Een heel andere categorie vormen de boeken van dubbeltalenten, zoals Lucebert, Dirkje Kuik, Leo Vroman, Armando, Hugo Claus, die zo nu en dan zijn voorzien van beeldend werk van eigen hand. Veelal is er niet eens sprake van illustreren in de strikte zin van het woord (dat er enigerlei aanwijsbaar of bedoeld verband is tussen beeld en tekst), maar meer van een blijkgeven van de dubbele begaafdheid en het globale gevoel dat beide kunsten beoefend door één persoon iets met elkaar uitstaande moeten hebben.
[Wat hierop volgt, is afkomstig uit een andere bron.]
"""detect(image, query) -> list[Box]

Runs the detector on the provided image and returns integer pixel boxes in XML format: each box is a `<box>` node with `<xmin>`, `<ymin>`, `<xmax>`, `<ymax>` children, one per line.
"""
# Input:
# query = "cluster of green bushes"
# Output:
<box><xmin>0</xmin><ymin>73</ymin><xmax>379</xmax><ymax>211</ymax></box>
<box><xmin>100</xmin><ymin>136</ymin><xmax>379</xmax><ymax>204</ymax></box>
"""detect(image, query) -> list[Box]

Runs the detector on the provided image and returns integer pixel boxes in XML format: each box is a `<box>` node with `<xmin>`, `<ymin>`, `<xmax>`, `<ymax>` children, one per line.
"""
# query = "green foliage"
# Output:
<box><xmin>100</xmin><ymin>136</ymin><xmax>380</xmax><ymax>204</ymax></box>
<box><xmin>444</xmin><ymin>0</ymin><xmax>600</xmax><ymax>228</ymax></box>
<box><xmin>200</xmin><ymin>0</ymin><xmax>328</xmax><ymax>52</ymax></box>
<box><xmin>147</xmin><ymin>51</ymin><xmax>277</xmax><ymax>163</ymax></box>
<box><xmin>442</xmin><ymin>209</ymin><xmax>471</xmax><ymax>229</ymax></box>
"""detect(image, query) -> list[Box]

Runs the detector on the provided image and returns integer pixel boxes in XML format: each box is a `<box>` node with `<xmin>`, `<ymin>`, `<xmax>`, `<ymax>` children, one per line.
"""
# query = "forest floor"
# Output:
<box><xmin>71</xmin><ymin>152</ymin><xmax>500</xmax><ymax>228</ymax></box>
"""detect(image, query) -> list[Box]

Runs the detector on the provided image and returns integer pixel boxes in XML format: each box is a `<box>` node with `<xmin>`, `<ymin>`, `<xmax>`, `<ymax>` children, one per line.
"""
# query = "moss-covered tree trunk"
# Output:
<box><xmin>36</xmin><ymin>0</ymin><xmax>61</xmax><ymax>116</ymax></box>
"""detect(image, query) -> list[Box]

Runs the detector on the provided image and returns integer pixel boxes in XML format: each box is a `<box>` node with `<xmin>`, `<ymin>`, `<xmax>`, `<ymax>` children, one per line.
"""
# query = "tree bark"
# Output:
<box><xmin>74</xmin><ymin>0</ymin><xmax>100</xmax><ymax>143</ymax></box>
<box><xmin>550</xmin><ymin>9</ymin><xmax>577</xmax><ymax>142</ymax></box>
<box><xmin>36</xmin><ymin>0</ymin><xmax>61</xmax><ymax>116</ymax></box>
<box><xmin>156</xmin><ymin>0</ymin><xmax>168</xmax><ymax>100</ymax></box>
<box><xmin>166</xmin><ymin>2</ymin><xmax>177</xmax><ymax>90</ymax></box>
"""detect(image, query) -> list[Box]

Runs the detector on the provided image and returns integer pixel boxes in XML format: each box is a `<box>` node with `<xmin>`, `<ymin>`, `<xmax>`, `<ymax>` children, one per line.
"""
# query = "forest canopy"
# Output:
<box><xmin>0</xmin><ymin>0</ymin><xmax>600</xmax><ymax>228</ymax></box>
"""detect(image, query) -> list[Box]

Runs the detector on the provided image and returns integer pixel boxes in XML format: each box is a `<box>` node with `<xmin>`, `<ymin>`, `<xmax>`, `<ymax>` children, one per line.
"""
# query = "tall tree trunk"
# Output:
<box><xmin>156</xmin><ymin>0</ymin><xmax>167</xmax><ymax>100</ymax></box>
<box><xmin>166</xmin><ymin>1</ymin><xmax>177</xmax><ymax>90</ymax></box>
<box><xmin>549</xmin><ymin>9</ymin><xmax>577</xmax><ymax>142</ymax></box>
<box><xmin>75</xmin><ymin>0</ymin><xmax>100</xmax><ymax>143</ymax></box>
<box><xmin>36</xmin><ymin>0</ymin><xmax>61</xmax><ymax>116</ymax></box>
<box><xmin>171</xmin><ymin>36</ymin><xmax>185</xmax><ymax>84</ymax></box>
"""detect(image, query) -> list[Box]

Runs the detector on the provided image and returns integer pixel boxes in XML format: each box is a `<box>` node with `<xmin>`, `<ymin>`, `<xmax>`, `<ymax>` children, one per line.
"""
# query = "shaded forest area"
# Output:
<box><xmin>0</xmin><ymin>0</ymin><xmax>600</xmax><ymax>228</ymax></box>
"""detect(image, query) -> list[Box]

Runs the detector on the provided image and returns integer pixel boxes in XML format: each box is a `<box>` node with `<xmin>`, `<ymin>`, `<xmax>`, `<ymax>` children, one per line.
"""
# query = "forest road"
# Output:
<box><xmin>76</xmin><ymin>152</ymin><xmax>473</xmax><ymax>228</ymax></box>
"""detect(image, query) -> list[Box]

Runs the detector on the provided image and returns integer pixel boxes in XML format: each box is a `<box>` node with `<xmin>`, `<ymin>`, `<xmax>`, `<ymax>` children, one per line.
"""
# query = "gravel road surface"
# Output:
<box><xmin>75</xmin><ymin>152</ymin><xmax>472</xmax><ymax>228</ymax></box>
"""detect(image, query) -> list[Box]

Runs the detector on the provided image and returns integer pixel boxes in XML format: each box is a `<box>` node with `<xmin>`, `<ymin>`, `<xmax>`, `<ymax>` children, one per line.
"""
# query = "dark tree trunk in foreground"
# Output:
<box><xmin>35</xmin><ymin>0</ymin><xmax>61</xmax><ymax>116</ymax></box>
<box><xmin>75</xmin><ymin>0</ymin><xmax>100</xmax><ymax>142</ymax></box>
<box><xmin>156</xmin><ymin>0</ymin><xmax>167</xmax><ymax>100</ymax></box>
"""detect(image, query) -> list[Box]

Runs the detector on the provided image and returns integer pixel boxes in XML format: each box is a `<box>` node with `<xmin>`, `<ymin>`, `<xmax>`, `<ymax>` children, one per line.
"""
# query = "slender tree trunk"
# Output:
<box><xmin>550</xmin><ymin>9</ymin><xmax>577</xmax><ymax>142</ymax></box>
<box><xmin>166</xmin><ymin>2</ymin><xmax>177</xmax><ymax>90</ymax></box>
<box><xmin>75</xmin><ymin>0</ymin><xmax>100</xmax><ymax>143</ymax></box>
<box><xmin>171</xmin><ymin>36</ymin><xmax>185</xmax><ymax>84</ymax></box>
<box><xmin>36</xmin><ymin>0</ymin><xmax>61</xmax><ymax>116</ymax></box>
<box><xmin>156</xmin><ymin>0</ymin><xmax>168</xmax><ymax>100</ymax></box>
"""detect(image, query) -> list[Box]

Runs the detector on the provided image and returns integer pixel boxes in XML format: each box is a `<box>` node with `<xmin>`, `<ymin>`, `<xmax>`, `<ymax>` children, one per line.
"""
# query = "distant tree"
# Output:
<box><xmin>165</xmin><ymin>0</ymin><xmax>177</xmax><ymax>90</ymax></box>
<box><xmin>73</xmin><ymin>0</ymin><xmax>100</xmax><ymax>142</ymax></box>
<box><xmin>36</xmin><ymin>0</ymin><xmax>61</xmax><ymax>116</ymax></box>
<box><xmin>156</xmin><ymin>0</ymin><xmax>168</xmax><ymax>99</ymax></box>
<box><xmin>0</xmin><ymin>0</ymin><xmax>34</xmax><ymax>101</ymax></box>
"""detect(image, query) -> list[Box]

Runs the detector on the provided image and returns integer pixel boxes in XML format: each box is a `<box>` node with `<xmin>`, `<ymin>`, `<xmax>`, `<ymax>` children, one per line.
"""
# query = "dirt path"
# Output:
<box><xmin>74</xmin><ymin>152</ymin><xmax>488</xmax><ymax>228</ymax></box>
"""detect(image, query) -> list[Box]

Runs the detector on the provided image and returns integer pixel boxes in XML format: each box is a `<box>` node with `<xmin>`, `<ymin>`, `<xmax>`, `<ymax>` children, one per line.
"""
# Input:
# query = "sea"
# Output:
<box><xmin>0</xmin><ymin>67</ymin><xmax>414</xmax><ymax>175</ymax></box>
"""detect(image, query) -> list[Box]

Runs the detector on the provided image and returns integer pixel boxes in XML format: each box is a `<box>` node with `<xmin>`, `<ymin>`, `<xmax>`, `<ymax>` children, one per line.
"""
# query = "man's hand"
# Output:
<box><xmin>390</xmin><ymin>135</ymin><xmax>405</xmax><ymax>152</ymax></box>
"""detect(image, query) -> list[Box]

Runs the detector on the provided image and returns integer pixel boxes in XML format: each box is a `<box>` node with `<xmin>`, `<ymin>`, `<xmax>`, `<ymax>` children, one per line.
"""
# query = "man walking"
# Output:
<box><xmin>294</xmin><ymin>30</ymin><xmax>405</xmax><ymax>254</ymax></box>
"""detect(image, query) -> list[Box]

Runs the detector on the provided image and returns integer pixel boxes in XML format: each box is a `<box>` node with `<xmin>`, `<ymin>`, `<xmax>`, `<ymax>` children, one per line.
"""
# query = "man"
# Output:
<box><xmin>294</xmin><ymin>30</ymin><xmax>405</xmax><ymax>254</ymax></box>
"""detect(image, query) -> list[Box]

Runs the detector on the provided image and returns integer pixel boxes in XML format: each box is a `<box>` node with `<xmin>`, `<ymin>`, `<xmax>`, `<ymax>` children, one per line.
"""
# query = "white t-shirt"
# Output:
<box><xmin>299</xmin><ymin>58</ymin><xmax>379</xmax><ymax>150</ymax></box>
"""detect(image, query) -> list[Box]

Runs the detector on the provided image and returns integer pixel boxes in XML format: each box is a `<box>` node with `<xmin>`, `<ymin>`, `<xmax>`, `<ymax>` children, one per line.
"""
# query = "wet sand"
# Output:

Voor beeldend kunstenaars met een literaire belangstelling, die de moeite willen nemen naar een beeldend antwoord te zoeken op de vraag die in een verhaal, roman of gedicht aan hen wordt gesteld, is er ten slotte nog het boekomslag. Willen schrijvers zo lang mogelijk de beeldende kunst buiten hun tekst houden, ze kunnen en mogen er geen bezwaar tegen maken dat hun boeken van de buitenkant bezien iets beweren op de wijze van de beeldende kunst. Honderden en honderden interpretaties, of zoals het door sommigen genoemd wordt: ‘leeswijzers’, zijn er gegeven door de boekomslagen. Het loont de moeite, zo merkte ik onlangs toen ik in De Revisor 1992/3 alle beeldende (dus: niet uitsluitend typografische) omslagen van de boeken van Willem Brakman van commentaar voorzag, om die werking van de beeldende op de literaire kunst nader te beschouwen.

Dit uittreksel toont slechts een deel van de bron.